WASHINGTON (Reuters) - The United States has imposed sanctions on Russian and Chinese companies, including Russian state-owned arms exporter Rosoboronexport, for violating a U.S. law restricting weapons trade with Iran, North Korea and Syria.
The U.S. State Department published a notice of the sanctions in the Federal Register on Wednesday.

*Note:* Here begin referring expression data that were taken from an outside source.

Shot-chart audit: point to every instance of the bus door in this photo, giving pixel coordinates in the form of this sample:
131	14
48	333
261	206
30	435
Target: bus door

They were later condemned by the Russian Foreign Ministry.
Moscow will take countermeasures in response to new U.S. sanctions, Interfax reported late on Wednesday, citing a commentary on the Russian Foreign Ministry's website.
The State Department's notice did not specify how each company had run afoul of the United States' Iran, North Korea, and Syria Nonproliferation Act, but the act prohibits the trade with those three countries of goods, services, or technology used to make weapons of mass destruction or cruise or ballistic missiles.
Russia has supported Syrian President Bashar al-Assad in a 4 1/2-year-old civil war that has killed more than 200,000 people and displaced millions, including by supplying him with military gear.
Iran and North Korea are under United Nations arms embargoes.
The sanctions announced on Wednesday prohibit the U.S. government from procuring goods or services from the listed entities, as well as selling them defense-related goods and services. Additionally, no new licenses will be granted to export certain controlled goods to the listed entities, and any existing such licenses will be suspended.
Many of the entities targeted on Wednesday already faced multiple rounds of U.S. sanctions.
One of the individuals listed was Chinese businessman Li Fangwei, also known as Karl Lee. He has already been sanctioned for allegedly supplying Iran's ballistic missile program in violation of an embargo. He denied the allegations in a 2013 interview with Reuters.
The companies sanctioned also included China's BST Technology and Trade Co, which had previously been sanctioned by the United States in 2013, the Russian Aircraft Corp, and two North Korean firms. The Sudanese Armed Forces were also listed in the notice, as well as the overseas arm of Iran's Islamic Revolutionary Guard Corps, called the Qods Force, and its commander, Qassem Soleimani.